Figure 3 with 1 supplement
Fine-tuning Drp1 by reducing its S616 phosphorylation sustains a [Sox2hi-Krt15hi] neoplastic stem/progenitor cell state in TF-1 keratinocytes with elevated Cyclin E levels.

(A) Immunoblot analyses of stem/progenitor cell markers with actin as loading control. (B) Dot plot of [Sox2] vs [Krt15] levels obtained from confocal micrographs of co-immunostained cells demarcating the four populations; N > 300 cells in each group. (C) Dot plot of [Sox2] and [pDrp1(S616)] levels obtained from confocal micrographs of co-immunostained cells demarcating the population of interest (arrow); N > 200 cells in each group. (D) Immunoblot analyses of major cyclins with actin as loading control. (E) Representative confocal micrographs of Cyclin E1 immunostaining; N depict the nucleus in each cell identified by DNA stain (not shown). (F) Box plot showing median and distribution of nuclear to cytosolic ratio of Cyclin E1 levels quantified from experiment described in (E); N > 180 cells in each group. (G) Dot plot of [Sox2] and [CyclinE1(pT62)] levels obtained from confocal micrographs of co-immunostained cells; N > 120 cells in each group. (H) Histogram plots obtained from quantification of pDrp1-S616 signal from confocal micrographs of immunostained Drp1 modified cells. (I) Table denoting abundance (%) of each population identified as in (B) in the Drp1 modified cells (see Figure 3—figure supplement 1D). (J) Flowcytometric histogram plots of TMRE staining intensity of Drp1 modified cells; cell numbers under immunoblots denote quantification of band intensities normalized to that of actin; dotted lines in dot plots represent signal threshold marking the quadrants (described in Materials and methods) with the numbers signifying the abundance (%) of each population and the p value of Chi-Square test mentioned; * signifies p value of < 0.05 in KW test (F).

Figure 3—figure supplement 1
Further analyses of stem/progenitor cell markers, Cyclin E and mitochondrial properties in Parental and TF-1 HaCaT cells with or without genetic modification of Drp1.

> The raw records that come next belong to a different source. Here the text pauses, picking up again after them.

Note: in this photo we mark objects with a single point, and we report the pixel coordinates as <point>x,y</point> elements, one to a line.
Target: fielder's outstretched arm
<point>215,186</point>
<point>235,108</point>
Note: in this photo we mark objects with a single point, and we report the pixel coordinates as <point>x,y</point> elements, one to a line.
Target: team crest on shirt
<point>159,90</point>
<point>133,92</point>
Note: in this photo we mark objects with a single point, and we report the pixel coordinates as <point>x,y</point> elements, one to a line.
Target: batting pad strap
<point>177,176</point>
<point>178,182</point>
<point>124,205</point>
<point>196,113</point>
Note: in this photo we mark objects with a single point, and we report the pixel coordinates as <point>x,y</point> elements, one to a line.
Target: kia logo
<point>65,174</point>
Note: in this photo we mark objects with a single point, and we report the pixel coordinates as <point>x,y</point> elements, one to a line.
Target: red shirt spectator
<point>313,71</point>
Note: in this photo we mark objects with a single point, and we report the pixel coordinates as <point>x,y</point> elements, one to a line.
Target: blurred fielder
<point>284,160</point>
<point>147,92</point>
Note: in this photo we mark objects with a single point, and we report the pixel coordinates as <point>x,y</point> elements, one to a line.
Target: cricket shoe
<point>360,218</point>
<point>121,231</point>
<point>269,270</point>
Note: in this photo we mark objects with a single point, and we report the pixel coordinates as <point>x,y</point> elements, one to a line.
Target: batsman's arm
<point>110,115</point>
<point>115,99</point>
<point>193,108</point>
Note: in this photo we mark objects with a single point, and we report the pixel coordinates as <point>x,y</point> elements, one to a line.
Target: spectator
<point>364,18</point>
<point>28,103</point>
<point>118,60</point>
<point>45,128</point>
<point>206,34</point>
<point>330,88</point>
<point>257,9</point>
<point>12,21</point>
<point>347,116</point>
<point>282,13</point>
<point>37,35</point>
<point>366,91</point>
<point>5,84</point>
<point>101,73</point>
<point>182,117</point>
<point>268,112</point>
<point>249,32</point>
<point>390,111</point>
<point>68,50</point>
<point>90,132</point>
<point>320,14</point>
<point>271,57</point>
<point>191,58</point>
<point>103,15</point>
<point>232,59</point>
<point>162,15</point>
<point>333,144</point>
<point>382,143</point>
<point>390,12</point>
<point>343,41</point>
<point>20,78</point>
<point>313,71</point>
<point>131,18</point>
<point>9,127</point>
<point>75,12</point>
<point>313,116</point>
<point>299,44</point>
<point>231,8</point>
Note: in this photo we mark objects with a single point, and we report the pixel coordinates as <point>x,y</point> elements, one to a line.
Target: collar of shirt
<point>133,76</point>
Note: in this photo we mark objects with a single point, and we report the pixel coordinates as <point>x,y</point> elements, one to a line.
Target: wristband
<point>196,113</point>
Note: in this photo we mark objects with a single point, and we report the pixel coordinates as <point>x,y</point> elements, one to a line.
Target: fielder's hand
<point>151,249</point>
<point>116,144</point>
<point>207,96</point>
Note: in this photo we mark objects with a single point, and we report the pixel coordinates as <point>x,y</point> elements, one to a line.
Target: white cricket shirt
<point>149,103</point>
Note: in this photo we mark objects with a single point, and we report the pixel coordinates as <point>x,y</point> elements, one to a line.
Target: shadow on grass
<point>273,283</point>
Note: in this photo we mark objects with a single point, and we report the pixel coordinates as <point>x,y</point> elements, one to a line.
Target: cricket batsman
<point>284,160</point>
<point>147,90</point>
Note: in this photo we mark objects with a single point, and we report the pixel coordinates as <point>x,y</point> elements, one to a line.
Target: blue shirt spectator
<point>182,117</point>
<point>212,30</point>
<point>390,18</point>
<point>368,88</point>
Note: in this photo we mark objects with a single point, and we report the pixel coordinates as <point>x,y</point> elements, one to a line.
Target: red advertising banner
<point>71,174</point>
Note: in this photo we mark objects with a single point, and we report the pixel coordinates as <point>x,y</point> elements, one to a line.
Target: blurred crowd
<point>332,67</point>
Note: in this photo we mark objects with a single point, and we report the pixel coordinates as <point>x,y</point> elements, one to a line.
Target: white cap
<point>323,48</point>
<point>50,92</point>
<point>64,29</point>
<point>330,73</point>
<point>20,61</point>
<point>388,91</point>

(A) Representative confocal micrographs of immunostained cells showing endogenous expression of key embryonic stem cell markers; blue depicting nuclear DNA staining with Hoechst. (B) Representative confocal micrographs of cells showing endogenous expression of Tom20 and Cyclin E1 after 2 hr incubation with DMSO or Cycloheximide, with the pre-incubation time point (0 h) as control. (C) Box plot of [Fission], [Fusion5] and [Fusion1] in Parental and TF-1 cells transiently expressing mitoRFP and Drp1 wild type or mutant constructs. (D) Dot plot of [Sox2] and [Krt15] obtained from confocal micrographs of co-immunostained Parental or TF-1 cells with Drp1 modifications; dotted lines in dot plots represent signal threshold marking the quadrants. (E) Representative confocal micrographs of Drp1 modified Parental or TF-1 cells immunostained for Cyclin E; * mark mitotic cells identified as condensed nuclei by the DNA stain; scale bar depicts 100 μm; * and ** signify p value of < 0.05 and < 0.01, respectively, in KW test (C).

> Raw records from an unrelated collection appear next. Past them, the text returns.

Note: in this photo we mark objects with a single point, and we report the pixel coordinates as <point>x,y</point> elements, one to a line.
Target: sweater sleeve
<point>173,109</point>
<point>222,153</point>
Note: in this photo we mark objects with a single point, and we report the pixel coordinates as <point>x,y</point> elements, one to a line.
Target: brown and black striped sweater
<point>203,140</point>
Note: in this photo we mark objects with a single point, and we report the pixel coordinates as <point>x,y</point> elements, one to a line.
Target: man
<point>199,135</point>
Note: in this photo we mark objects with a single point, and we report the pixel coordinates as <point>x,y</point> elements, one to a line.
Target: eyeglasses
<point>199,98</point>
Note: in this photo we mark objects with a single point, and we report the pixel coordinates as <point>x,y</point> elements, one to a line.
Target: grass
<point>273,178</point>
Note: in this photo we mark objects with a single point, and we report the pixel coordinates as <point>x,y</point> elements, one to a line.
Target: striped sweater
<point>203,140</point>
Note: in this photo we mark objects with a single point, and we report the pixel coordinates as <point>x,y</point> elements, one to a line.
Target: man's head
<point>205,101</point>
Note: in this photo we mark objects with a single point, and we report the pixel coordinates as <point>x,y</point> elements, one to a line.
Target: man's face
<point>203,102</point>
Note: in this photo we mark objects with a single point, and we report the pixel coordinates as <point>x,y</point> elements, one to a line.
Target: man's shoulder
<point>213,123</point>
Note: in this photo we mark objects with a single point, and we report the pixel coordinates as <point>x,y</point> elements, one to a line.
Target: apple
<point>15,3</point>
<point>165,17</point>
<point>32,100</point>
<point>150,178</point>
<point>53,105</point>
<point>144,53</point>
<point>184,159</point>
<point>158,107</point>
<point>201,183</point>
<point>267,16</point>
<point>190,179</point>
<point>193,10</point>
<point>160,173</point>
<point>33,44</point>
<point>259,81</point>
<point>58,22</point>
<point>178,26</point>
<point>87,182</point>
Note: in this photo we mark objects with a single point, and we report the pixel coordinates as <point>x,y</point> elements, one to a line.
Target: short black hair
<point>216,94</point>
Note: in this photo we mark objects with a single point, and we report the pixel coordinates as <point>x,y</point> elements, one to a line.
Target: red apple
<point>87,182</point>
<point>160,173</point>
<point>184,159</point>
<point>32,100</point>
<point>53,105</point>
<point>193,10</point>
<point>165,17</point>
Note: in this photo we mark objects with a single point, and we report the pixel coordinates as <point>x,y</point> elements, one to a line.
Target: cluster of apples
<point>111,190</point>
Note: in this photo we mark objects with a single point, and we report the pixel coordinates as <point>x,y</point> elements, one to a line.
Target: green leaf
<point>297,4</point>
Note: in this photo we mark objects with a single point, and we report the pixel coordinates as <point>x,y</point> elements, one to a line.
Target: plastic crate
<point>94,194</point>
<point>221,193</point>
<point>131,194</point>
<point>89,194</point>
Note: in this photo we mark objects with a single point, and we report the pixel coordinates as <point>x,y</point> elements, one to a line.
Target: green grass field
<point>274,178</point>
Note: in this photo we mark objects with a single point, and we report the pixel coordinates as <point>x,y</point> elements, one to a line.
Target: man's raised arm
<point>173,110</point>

Figure 4 with 1 supplement
As opposed to more complete Drp1 repression, fine-tuned Drp1 repression sustains a [CyclinEhi-Sox2hi-Krt15hi] state, accelerates carcinogen-driven keratinocyte transformation, and maintains smaller fused mitochondria.

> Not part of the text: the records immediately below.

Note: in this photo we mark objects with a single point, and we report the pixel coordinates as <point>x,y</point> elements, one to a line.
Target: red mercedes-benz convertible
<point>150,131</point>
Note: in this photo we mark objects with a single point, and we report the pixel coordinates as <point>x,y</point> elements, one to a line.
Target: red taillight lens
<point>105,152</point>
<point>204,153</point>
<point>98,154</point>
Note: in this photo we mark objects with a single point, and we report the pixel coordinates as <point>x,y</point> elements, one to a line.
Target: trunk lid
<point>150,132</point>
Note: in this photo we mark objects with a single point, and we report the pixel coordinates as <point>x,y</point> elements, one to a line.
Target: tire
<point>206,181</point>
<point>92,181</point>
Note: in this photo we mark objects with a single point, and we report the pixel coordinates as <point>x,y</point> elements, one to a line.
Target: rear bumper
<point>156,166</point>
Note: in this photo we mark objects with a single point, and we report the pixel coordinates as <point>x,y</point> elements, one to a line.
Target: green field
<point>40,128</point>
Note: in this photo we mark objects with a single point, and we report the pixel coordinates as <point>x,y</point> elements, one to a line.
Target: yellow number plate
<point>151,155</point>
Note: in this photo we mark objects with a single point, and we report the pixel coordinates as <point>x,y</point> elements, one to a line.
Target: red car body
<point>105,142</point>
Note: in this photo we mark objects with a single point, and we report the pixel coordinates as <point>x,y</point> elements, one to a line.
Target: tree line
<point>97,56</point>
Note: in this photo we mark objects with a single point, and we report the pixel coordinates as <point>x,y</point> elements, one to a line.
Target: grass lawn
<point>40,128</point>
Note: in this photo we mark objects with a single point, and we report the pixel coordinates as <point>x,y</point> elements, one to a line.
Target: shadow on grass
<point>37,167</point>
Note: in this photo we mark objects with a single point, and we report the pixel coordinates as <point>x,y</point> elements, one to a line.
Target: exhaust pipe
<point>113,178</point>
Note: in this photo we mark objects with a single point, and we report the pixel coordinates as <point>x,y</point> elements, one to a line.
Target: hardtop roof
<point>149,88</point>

(A) Immunoblot analyses of control (Cnt), weaker (W) or stronger (S) Drp1 knockdown (kd) Parental cells, with actin as loading control. (B) Representative images of Cyclin E1 immunostaining in control or Drp1 knockdown Parental cells. (C) Box plot showing median and distribution of nuclear to cytosolic ratio of Cyclin E1 levels quantified from experiment described in (B). (D) Cell proliferation assay of control or Drp1 knockdown Parental cells after exposure to TCDD (1 nM or 10 nM) at an early (10d) and a late time point (17d) in the neoplastic transformation protocol; ‘Toluene’ is the vehicle control for TCDD and ‘Control’ is with no chemical. (E) Immunoblot analyses of Parental cells with control or reduced level of Drp1 knockdown with weak (W–L) or strong (S–L) DNM1L shRNAs, with actin as loading control. (F) ELDA based quantification of spheroid forming frequency of cells described in (E). (G) TCDD induced cell proliferation assay (as in D) of cells described in (E). (H) Flowcytometric histogram plots of TMRE staining of cells described in (E). (I) Dot plot of [Fission] and [Fusion5] obtained from confocal micrographs of Mitotracker green stained live control or Drp1 knockdown Parental cells described in (A); numbers denote the percentage of cells in colored boxes with p value from Chi-Square test (N > 40 cells in each group); representative images in Figure 3—figure supplement 1D. (J) Dot plot of [Fission] or [Fusion5] of single cells (from I) with their total mitochondrial number and total mitochondrial length; lines represent the ranges of [Fission] and [Fusion5] to demarcate cell subpopulations in boxes in (I). (K) Bar graph signifying percentage of cells from (I) with >80 [Fusion1] metric (top); dot plot of [Fission] vs [Fusion1] of cells from (I) (bottom); cell numbers under immunoblots denote quantification of band intensities normalized to that of actin; * signifies p value of < 0.05 in KW test (C), T test (D,G) and ELDA (F); scale bar depicts 20 μm (B).

Figure 4—figure supplement 1
Further analyses of transformation efficacy and mitochondrial shape of Drp1 knockdown HaCaT cells.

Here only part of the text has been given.